Many new advances have been made in the study of biofilm structure, energy conversion, material transport, information transfer, and the simulation of biofilms to reconstruct and polymerize biofilms. In pharmacological studies simple systems containing phospholipids simulate the function of biofilms providing a convenient and effective method for in vitro studies of drugs. Biological membranes are the most fundamental organizing units in living systems, separating cells and organelles from the surrounding medium to form many tiny compartments with specific functions to maintain the concentration and potential differences between the two sides of the membrane. Biological membranes are currently an active research area in molecular biology, cell biology, chemical biology and soft condensed matter physics.
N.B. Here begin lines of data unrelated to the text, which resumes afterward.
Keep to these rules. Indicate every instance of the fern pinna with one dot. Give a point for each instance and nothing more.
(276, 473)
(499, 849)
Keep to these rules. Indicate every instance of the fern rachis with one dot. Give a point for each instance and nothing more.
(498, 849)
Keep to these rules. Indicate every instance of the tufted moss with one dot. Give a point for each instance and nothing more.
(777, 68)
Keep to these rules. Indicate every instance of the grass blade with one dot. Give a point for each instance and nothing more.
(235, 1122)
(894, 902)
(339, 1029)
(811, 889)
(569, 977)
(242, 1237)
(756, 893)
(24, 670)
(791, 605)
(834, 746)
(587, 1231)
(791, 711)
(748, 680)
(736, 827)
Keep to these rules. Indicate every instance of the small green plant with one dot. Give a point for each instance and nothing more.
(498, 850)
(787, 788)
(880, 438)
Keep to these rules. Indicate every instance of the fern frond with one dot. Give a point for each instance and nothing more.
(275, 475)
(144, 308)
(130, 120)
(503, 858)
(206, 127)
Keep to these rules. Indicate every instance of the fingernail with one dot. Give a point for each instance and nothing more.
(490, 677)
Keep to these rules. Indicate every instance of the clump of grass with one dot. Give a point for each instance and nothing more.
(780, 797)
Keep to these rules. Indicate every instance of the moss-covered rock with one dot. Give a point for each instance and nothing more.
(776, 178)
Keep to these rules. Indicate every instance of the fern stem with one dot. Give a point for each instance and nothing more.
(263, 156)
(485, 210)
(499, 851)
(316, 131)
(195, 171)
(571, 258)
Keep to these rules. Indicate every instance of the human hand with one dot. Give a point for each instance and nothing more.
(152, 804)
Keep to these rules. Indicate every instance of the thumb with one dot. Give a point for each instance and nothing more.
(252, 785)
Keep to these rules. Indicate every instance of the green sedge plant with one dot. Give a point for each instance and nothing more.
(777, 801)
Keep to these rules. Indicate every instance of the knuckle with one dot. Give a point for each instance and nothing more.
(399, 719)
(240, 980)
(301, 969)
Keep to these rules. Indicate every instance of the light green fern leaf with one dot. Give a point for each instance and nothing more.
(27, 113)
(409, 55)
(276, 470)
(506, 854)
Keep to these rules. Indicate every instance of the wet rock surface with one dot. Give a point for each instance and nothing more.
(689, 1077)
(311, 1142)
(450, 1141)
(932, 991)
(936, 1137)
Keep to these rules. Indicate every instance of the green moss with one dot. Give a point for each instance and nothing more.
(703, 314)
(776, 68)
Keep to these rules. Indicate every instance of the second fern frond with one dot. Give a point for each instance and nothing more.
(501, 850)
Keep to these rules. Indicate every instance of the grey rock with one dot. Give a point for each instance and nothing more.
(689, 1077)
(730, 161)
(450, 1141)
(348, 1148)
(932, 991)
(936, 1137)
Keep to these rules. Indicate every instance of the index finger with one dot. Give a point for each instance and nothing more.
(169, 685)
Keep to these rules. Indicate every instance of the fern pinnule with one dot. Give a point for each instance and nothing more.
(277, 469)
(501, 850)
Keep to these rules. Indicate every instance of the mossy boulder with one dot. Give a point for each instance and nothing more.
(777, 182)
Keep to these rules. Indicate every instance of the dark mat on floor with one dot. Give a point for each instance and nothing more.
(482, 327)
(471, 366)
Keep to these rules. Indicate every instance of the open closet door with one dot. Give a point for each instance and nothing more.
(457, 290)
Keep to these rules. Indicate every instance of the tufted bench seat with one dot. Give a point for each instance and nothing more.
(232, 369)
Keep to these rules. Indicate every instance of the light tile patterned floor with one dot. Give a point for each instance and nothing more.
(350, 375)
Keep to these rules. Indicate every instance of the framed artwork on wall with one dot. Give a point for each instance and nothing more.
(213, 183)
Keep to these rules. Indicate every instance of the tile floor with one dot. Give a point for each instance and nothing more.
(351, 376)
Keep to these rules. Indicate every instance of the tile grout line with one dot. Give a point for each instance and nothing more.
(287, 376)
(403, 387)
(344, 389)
Modern research usually uses chemical simulations to build biofilm mimicry systems such as chromatographic analysis systems. Commonly used biofilm simulation systems are: immobilized liposomes or vesicles immobilized phospholipid membranes activated cell membranes, etc. Commonly used immobilization matrices are silica gel and gels. Gel matrices have excellent biocompatibility and are easily sterilizable while containing abundant reactive hydroxyl groups for easy chemical modification and covalent bonding on the spacer arms. However, the wide particle size distribution and large pore size of gel microspheres with poor mechanical strength limit their application in rapid separation analysis. Silica gel has the advantages of good mechanical strength easily controlled pore structure and surface area good chemical stability and easy surface chemical reaction.
The main applications of biofilms for pharmacological research are as follows: firstly, the study of the mechanism of action of drugs, such as the simulation of drug metabolism kinetics in vivo and the prediction of pharmacological activity or toxicity of the mechanism of action of cell membranes. Secondly, the study of traditional herbal medicines, such as the screening and identification of active ingredients. The third new drug development, especially the early intervention in the high-throughput screening of drug candidates has a unique advantage.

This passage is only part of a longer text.